Acoustics of a piezo inkjet channel with an entrained air bubble

Piezo-acoustic drop-on-demand (DOD) inkjet printing is widely applied in high-end digital printing due to its unprecedented precision and reproducibility. However, the stability of piezo-DOD inkjet printing can sometimes be compromised through the stochastic entrainment of bubbles within the ink channel. The acoustically driven air bubble modifies the ink channel acoustics, and conversely, the modified ink channel acoustics influences the bubble dynamics. Here, we measure the acoustic eigenfrequency of a MEMS based silicon ink channel as a function of the bubble size. The eigenfrequency was measured using a pulse-echo system and the bubble size using a short-wave infrared imaging setup. We show that the measured eigenfrequency increases when an air bubble is entrained. Surprisingly, the ink channel resonance frequency plateaus at total bubble volumes larger than 10 pl.
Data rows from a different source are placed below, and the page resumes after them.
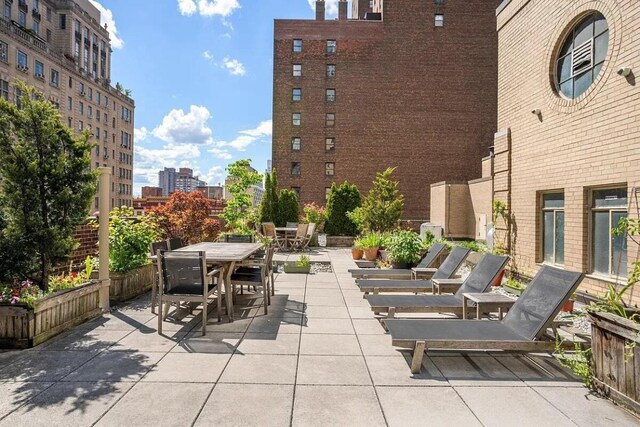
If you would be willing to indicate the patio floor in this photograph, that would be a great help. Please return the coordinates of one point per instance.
(318, 358)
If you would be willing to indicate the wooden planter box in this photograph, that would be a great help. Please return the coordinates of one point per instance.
(616, 363)
(23, 327)
(125, 286)
(291, 268)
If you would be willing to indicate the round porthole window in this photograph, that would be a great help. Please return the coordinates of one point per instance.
(582, 55)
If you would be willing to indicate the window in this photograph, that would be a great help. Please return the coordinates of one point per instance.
(329, 144)
(582, 56)
(331, 70)
(553, 228)
(297, 45)
(329, 168)
(39, 69)
(4, 90)
(4, 52)
(330, 119)
(331, 95)
(608, 251)
(55, 78)
(23, 61)
(331, 46)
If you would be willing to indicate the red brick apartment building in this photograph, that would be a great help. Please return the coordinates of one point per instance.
(406, 83)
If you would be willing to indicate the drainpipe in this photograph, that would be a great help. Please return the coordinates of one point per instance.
(103, 236)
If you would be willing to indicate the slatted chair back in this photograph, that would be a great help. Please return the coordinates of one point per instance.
(162, 245)
(182, 273)
(301, 233)
(269, 229)
(539, 304)
(452, 263)
(175, 243)
(434, 252)
(483, 274)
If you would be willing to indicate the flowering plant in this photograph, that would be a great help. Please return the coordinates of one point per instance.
(24, 292)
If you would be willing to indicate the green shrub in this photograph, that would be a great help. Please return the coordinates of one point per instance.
(342, 198)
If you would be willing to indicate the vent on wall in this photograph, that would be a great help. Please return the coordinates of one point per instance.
(582, 58)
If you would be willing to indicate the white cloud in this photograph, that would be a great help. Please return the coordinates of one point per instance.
(222, 8)
(140, 134)
(106, 17)
(234, 67)
(220, 153)
(330, 7)
(247, 137)
(181, 127)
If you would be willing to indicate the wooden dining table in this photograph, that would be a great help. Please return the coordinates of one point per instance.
(226, 255)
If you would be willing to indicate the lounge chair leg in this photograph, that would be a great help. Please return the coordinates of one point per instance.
(418, 355)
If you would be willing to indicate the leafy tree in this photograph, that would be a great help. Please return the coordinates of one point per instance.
(47, 183)
(187, 215)
(383, 206)
(289, 210)
(342, 198)
(241, 178)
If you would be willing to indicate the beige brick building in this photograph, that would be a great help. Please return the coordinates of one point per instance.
(567, 150)
(59, 47)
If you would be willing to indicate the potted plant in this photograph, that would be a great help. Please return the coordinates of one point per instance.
(302, 266)
(370, 244)
(404, 249)
(356, 250)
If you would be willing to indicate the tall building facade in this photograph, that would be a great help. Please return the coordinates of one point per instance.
(405, 83)
(60, 48)
(567, 152)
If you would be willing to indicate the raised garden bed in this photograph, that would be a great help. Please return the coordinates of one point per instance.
(24, 327)
(615, 346)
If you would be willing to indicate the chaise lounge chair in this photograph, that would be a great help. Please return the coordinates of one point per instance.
(522, 329)
(423, 267)
(478, 281)
(446, 270)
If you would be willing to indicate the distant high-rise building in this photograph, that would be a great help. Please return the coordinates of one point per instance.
(60, 48)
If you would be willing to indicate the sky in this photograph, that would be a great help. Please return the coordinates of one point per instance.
(201, 74)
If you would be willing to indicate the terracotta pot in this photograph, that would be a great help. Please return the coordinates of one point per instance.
(498, 280)
(568, 306)
(371, 254)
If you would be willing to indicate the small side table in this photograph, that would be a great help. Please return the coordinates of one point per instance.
(446, 285)
(486, 302)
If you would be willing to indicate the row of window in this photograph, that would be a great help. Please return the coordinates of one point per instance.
(296, 95)
(329, 168)
(329, 144)
(329, 119)
(330, 70)
(608, 250)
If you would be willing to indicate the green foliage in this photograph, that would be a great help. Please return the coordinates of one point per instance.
(303, 261)
(405, 247)
(47, 186)
(342, 198)
(241, 178)
(383, 206)
(130, 239)
(288, 209)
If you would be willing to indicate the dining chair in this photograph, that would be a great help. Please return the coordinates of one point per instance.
(184, 277)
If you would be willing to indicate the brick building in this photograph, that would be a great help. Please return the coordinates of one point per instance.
(567, 152)
(406, 83)
(60, 48)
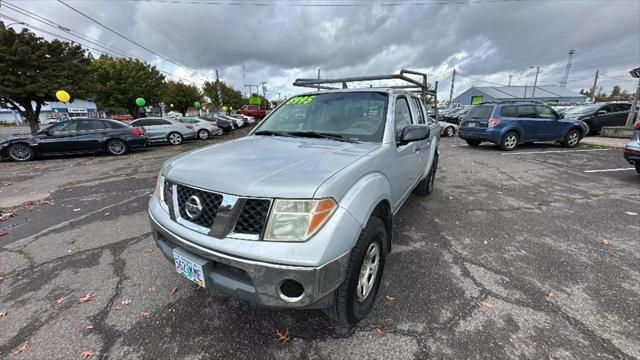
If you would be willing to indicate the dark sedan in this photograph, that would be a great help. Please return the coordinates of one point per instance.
(74, 137)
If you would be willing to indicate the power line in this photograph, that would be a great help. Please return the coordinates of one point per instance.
(117, 33)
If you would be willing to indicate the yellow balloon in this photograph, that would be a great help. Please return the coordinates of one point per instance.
(63, 96)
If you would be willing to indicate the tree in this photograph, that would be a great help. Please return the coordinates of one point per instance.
(182, 96)
(119, 82)
(33, 69)
(230, 96)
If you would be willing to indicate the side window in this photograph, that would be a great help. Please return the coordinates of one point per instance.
(402, 116)
(509, 111)
(544, 112)
(526, 111)
(418, 106)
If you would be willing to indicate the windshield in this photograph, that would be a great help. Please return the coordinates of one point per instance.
(355, 115)
(585, 109)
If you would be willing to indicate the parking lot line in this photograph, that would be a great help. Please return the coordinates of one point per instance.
(553, 151)
(607, 170)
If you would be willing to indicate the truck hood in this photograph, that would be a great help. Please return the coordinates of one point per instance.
(265, 166)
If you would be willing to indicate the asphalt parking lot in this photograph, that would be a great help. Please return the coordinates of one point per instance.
(524, 254)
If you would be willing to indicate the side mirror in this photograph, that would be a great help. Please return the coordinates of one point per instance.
(413, 133)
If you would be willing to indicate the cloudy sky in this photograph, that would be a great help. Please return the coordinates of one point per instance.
(486, 41)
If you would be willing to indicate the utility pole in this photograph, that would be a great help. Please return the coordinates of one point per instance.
(535, 82)
(453, 80)
(593, 88)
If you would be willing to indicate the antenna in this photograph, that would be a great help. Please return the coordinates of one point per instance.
(565, 78)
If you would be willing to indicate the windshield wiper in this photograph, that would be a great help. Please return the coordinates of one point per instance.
(321, 135)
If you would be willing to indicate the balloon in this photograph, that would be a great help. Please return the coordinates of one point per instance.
(63, 96)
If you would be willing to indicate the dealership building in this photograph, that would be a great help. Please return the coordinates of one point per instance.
(549, 94)
(54, 111)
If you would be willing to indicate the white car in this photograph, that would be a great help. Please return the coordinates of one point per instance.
(447, 129)
(204, 129)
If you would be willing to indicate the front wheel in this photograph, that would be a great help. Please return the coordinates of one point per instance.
(174, 138)
(356, 295)
(509, 141)
(20, 152)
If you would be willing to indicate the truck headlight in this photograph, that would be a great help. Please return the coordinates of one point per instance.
(298, 220)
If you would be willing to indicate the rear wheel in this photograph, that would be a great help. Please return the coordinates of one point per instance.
(509, 141)
(20, 152)
(571, 139)
(356, 295)
(116, 147)
(174, 138)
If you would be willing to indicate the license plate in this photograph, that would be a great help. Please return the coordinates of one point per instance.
(189, 269)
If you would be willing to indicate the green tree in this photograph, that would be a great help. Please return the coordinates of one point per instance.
(182, 96)
(230, 96)
(119, 82)
(33, 69)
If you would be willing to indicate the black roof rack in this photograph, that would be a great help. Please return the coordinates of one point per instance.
(421, 86)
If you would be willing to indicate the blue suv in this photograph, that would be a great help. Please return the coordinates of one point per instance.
(510, 124)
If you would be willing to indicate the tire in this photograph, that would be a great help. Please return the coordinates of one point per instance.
(572, 138)
(203, 134)
(117, 147)
(449, 131)
(425, 186)
(352, 302)
(174, 138)
(509, 141)
(20, 152)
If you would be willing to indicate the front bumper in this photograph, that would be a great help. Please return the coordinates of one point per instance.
(257, 281)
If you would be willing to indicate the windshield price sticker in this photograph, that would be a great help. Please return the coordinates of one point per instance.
(301, 100)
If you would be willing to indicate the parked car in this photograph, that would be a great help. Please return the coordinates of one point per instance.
(74, 137)
(632, 149)
(447, 129)
(166, 130)
(310, 220)
(253, 110)
(204, 129)
(595, 116)
(510, 124)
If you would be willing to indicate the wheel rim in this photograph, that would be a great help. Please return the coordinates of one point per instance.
(573, 138)
(20, 152)
(510, 141)
(175, 139)
(116, 147)
(368, 271)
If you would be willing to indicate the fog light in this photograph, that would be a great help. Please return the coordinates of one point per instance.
(291, 290)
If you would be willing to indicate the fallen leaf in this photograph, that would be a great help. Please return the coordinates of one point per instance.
(282, 336)
(487, 305)
(24, 347)
(87, 354)
(87, 298)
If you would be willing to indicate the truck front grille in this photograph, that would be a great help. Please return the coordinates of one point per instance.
(253, 216)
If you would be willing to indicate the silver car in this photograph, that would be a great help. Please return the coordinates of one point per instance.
(165, 130)
(299, 213)
(204, 129)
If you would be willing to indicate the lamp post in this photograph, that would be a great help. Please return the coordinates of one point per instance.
(631, 119)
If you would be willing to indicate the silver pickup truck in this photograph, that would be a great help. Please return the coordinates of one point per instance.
(299, 213)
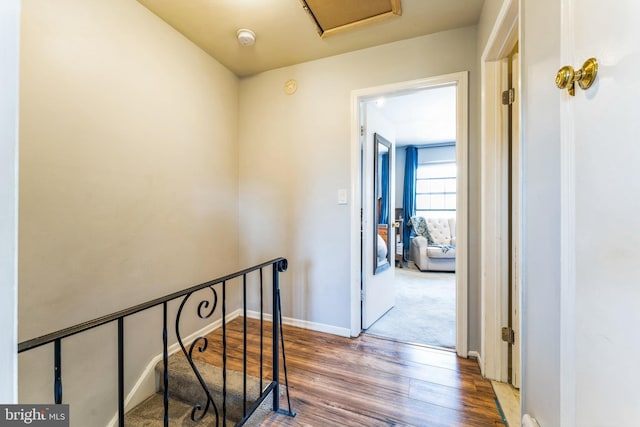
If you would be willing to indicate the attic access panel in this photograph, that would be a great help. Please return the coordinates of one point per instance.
(337, 16)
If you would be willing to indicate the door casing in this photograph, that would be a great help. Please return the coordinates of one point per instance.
(460, 79)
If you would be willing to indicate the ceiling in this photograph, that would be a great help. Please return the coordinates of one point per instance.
(286, 35)
(423, 117)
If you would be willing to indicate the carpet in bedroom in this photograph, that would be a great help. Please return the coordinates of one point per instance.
(424, 310)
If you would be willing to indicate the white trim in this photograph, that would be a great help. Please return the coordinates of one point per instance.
(146, 384)
(304, 324)
(477, 356)
(9, 81)
(567, 230)
(493, 247)
(461, 80)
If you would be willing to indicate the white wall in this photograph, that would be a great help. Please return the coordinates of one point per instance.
(490, 10)
(540, 26)
(9, 44)
(294, 156)
(128, 185)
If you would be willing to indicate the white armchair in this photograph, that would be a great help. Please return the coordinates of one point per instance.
(434, 247)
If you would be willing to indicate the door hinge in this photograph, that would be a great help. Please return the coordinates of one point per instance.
(508, 96)
(508, 335)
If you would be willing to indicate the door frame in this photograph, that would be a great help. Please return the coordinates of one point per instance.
(462, 204)
(494, 198)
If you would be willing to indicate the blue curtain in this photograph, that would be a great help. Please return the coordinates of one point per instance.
(409, 197)
(384, 171)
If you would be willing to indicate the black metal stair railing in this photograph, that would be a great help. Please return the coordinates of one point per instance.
(205, 310)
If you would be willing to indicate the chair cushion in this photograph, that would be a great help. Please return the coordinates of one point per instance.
(439, 231)
(441, 251)
(420, 228)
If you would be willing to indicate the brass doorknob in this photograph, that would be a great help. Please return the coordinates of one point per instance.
(567, 76)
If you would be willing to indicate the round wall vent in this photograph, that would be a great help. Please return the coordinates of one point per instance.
(246, 37)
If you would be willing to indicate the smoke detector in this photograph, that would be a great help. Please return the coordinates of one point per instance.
(246, 37)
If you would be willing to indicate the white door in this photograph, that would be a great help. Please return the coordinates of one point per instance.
(378, 294)
(600, 167)
(516, 223)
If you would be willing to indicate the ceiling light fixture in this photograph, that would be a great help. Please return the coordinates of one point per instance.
(246, 37)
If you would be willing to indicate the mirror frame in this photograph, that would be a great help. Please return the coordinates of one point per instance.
(378, 139)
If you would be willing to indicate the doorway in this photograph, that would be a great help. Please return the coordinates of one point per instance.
(360, 274)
Moreover, it was found that at a constant total bubble volume, the resonance frequency increases with the number of entrained bubbles. We show that both experimental observations can be quantitatively explained from a simple lumped element model (LEM) comprising the ink channel Helmholtz resonator coupled to the bubble mass-spring system. The results of the LEM model were validated using a full numerical model of the coupled ink channel—bubble system.